Was aber passiert, wenn zwei Menschen mit einander kommunizieren. Zwei Menschen gar, die aus verschiedenen Kulturen kommen, völlig verschiedene Individualsozialisationen haben. War es eigentlich überhaupt möglich, zu einem gemeinsamen Verstehen zu gelangen? Er gab die nächsten Wörter ins Netz frei, wusste, dass er einerseits vorsichtig sein musste, andererseits auch sehr spielerisch. Dabei musste er selber eine entwaffnende Ehrlichkeit an den Tag legen, sonst würde sie wohl genau jetzt abspringen. Dabei bedingten sich ihre Umfahrungen und Abtastungen. Wer weiß. Die Menschen lernt man schließlich am besten kennen, wenn man mit ihnen gemeinsam spielt. Wer schlecht mit der Niederlage im Spiel umgehen kann, der wird es im realen Leben auch nicht können. Wer das Spiel allerdings als solches begreift, dem wird es um den Verlauf gehen und darum, dass man aus dem Spiel lernt. Der wird vielleicht auch das Metaspiel, die Regeln verändern, nicht zum eigenen Gewinnstreben, sondern um das Vergnügen zu steigern. Einen viel höheren Gewinn erzielt der, welcher die Strukturen durchschaut. Gewinne lediglich nach dem monetären Nutzen zu definieren, ist die Aufgabe von Buchhaltern. Und von denen wusste er vor allem das Gerücht, dass diese oftmals äußerst langweilig waren, wenn es ans ehrliche Leben ging.

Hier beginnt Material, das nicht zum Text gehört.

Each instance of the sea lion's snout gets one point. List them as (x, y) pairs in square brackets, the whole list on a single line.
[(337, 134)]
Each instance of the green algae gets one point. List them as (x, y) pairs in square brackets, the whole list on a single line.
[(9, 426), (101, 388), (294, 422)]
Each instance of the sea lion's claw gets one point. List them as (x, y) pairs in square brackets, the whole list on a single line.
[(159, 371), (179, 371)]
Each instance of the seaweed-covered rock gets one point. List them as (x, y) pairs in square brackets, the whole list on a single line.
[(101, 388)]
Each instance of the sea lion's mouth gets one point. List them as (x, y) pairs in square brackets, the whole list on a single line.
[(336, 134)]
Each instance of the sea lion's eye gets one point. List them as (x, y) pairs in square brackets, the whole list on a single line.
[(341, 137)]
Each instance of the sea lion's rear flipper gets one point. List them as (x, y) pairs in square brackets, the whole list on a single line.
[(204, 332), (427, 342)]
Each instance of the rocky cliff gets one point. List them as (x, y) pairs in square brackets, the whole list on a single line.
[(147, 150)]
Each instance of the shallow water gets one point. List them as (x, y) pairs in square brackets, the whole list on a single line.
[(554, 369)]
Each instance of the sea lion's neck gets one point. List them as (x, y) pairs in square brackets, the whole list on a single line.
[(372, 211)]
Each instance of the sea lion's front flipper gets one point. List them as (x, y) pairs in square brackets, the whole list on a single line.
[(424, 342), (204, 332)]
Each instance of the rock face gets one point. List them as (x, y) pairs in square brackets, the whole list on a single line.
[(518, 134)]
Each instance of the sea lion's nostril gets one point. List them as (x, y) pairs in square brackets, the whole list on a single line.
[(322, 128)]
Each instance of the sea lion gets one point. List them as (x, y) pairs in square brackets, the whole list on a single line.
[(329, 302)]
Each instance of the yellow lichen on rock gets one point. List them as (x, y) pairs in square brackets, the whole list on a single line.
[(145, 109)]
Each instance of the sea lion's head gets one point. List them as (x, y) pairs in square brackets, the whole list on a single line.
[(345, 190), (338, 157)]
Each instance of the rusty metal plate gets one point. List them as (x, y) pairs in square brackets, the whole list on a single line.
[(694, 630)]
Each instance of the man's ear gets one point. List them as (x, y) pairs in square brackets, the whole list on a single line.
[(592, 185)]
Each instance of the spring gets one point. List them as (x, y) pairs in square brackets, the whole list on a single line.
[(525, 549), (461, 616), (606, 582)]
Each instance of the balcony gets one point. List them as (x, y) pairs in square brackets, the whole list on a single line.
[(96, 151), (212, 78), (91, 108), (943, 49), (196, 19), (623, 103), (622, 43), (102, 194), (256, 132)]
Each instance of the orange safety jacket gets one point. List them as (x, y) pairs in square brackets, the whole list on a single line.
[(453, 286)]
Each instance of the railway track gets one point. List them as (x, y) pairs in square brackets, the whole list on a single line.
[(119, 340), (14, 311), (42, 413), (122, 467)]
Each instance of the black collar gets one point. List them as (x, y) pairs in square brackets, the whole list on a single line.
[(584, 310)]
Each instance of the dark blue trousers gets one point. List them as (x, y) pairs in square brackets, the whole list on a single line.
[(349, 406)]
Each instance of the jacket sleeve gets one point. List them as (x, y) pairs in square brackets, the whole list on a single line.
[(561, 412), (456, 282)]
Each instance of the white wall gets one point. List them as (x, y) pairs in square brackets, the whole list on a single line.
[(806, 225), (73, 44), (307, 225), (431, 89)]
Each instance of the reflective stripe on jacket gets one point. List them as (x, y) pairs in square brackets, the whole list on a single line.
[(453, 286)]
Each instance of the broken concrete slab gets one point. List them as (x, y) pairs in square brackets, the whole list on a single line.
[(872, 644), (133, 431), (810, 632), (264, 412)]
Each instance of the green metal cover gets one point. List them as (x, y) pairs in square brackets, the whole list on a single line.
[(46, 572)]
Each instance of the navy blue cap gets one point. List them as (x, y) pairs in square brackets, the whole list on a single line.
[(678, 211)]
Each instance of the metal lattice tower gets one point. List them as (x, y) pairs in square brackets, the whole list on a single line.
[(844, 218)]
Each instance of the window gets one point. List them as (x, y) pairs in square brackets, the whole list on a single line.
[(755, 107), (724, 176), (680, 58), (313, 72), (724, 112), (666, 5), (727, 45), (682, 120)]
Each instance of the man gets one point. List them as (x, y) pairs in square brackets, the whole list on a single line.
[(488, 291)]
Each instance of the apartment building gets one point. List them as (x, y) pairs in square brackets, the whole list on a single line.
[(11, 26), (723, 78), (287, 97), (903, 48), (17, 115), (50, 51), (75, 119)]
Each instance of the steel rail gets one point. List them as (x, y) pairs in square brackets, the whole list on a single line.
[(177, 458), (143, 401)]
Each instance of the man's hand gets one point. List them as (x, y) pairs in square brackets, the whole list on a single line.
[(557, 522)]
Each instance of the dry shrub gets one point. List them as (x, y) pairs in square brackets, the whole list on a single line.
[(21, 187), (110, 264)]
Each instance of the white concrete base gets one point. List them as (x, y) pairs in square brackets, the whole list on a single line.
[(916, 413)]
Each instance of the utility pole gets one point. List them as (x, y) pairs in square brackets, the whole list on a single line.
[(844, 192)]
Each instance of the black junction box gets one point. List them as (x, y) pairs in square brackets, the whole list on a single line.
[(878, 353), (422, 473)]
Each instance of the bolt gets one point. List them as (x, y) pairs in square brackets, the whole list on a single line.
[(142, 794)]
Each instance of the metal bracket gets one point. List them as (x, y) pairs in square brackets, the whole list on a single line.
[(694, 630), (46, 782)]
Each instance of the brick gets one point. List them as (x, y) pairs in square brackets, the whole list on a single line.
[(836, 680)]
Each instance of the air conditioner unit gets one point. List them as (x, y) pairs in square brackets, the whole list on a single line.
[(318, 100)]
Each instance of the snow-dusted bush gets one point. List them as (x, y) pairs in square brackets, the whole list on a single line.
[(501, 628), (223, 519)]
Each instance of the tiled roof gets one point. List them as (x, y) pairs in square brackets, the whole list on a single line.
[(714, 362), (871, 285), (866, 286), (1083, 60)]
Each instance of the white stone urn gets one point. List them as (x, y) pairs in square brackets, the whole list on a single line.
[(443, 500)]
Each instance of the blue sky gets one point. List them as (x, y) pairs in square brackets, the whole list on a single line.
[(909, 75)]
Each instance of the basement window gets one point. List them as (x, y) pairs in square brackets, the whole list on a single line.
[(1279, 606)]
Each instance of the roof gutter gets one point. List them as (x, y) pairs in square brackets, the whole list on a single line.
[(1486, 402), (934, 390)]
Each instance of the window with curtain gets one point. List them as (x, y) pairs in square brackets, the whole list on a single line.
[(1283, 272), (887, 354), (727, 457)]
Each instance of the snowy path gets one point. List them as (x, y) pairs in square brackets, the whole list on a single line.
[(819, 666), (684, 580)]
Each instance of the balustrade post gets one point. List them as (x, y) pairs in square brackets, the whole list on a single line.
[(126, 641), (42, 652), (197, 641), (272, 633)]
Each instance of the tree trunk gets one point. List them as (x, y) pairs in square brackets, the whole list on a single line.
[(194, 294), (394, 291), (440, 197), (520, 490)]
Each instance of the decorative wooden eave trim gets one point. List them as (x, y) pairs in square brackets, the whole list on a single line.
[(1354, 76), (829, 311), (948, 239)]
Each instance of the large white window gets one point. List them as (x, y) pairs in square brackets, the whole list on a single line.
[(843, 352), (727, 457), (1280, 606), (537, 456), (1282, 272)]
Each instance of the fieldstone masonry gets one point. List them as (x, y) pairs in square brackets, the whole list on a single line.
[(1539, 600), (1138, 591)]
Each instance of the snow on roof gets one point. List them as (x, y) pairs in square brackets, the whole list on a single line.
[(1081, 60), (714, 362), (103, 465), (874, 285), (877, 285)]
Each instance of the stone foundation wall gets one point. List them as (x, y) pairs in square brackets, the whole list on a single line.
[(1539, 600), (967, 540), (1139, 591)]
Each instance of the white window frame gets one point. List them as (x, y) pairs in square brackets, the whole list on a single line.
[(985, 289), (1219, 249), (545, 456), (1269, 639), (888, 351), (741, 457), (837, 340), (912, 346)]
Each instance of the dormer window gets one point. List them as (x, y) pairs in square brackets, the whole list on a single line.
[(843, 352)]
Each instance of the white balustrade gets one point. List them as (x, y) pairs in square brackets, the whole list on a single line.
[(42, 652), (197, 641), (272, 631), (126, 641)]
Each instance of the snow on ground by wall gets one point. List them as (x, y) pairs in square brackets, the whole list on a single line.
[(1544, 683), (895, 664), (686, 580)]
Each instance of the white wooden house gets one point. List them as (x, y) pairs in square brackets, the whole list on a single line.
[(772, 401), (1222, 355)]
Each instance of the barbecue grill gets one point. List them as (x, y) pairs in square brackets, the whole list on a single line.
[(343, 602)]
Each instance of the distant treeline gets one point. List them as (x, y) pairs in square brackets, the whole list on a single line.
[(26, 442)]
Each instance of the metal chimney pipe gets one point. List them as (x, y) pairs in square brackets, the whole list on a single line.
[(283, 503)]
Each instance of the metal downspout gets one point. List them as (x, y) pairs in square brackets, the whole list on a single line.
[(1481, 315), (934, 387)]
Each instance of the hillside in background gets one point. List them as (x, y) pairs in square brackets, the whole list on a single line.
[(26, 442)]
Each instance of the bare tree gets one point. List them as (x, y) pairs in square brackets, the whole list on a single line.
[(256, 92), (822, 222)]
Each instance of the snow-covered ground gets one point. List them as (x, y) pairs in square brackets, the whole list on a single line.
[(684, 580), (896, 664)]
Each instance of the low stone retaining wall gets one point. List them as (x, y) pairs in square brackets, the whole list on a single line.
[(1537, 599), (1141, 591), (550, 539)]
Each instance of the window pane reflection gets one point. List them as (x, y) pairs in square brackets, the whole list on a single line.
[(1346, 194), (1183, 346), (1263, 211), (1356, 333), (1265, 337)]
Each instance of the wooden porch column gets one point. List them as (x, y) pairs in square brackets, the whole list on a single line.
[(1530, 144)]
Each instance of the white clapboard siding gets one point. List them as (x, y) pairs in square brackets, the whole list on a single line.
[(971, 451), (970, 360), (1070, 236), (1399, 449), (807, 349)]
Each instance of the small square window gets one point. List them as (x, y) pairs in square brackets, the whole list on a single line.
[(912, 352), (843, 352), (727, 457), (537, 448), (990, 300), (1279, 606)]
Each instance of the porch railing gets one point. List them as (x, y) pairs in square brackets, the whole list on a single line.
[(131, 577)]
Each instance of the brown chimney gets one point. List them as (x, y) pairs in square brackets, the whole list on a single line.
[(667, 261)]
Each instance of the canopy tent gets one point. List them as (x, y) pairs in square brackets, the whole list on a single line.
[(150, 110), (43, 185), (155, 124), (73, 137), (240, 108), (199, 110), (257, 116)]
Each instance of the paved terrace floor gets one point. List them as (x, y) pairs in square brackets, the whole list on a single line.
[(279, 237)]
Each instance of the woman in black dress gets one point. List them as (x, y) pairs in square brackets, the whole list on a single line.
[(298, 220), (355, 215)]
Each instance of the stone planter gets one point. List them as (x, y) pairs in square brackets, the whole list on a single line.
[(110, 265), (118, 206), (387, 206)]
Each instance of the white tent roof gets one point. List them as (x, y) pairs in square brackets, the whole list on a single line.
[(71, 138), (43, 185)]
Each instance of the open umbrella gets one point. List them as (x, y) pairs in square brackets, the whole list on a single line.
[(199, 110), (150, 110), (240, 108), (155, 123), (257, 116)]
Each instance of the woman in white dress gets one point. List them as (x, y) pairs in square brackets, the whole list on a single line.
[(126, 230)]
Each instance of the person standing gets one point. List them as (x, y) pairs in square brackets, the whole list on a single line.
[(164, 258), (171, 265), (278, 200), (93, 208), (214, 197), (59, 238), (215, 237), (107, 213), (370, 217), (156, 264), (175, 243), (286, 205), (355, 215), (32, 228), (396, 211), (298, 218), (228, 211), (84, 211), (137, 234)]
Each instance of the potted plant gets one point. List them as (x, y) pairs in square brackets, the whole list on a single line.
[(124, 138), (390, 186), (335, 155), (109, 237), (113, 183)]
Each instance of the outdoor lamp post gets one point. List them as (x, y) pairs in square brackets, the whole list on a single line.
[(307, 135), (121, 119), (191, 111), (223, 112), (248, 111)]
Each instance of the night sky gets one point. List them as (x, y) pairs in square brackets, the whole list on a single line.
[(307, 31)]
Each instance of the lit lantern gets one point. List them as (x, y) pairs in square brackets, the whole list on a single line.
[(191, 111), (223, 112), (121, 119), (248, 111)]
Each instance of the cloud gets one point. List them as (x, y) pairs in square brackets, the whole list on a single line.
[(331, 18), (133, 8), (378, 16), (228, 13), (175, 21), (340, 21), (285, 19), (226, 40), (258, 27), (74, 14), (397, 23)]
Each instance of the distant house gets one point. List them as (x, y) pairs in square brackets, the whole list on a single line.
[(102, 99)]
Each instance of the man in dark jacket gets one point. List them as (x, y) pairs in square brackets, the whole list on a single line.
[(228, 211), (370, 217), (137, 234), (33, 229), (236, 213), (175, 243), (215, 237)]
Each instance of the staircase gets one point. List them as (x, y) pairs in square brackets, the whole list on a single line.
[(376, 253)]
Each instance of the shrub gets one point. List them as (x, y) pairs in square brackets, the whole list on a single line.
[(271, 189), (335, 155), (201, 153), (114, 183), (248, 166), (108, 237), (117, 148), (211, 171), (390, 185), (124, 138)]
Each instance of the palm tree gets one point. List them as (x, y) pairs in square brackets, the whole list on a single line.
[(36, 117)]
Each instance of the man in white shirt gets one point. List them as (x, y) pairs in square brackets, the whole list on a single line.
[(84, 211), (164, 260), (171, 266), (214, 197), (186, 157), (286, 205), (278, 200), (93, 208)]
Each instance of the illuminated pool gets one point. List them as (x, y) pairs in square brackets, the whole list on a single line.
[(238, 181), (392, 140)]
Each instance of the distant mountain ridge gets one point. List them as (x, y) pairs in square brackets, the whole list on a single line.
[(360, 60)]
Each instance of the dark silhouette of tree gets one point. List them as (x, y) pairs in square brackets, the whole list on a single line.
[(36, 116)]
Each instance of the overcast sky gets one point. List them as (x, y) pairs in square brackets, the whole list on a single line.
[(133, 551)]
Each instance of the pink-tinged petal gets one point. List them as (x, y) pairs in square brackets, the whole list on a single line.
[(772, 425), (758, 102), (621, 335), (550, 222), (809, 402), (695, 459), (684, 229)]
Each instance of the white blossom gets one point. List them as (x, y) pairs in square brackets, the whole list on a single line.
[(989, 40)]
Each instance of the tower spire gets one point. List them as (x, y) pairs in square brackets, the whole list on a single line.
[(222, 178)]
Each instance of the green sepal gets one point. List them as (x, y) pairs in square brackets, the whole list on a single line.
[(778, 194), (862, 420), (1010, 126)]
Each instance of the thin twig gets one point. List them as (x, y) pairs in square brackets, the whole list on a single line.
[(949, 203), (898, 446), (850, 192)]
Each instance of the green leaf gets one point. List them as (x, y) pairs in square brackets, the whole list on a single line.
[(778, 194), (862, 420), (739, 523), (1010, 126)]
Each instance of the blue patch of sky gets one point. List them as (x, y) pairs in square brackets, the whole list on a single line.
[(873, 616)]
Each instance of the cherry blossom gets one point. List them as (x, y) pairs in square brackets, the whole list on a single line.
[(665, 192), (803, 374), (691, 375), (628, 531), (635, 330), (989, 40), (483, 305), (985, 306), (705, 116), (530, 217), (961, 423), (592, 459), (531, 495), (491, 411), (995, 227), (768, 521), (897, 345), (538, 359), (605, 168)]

Wieder einmal huschten seine Finger im bekannten Zweifingersuchsystem über die Tastatur, wie immer nicht auf Groß- und Kleinschreibung achtend, das erschien ihm immer schon unnötig. In den siebziger Jahren hatte er mal einen Text über die Reform der deutschen Sprache gelesen, der war auch völlig in Kleinschrift verfasst. Obwohl zu dieser Zeit noch ein kleines Kind, war ihm dies haften geblieben. Nicht so sehr der Inhalt, aber die Erschütterung, dass die Schrift, die er gerade erlernt hatte nicht in Beton gegossen war, zumindest nicht so sehr, wie ihm die Lehrer dies vorgaukelten.
„und
das oder ist so ausschließend“
„Jetzt gerade sitze ich auf meinen Teppich in meiner Whg., höre Musik und neuerdings zeichne ich ein wenig.“
Ja, er konnte sich gut daran erinnern, dass sie schon einmal darüber gesprochen hatte, dass die Zeichnung sie interessieren würde. Dieses auf die Linie zurücksetzen und genau darin die Welt zu erkennen. Die Wahrheiten liegen vielleicht nämlich nicht den farbigen Flächen, die können manchmal ablenken von den Konturen und den inneren Strukturen, den Zusammenhängen, die nicht an Oberflächen gebunden sind. Die Zeichnung legt die Weltzusammenhänge offen. Dort wo Foto und Malerei oft überflüssige Atmosphäre schaffen, kann die Zeichnung brutal offenlegen. Ein Freund hatte ihm einmal erzählt, dass die von Hand gezogene Linie oft ehrlicher sein könne, als die Realität selber. Dieser war der Meinung gewesen, dass die Linie eine Welt nicht abbilde, sondern eine neue Welt erschaffe, immer knapp neben dem Sichtbaren, als abstrakte Weltinterpretation. Da könne es passieren, dass die Zeichnung durch die Zusammenfügung von Linien und Strukturen den höchsten Ausdruck menschlicher Reflexionsfähigkeit sei.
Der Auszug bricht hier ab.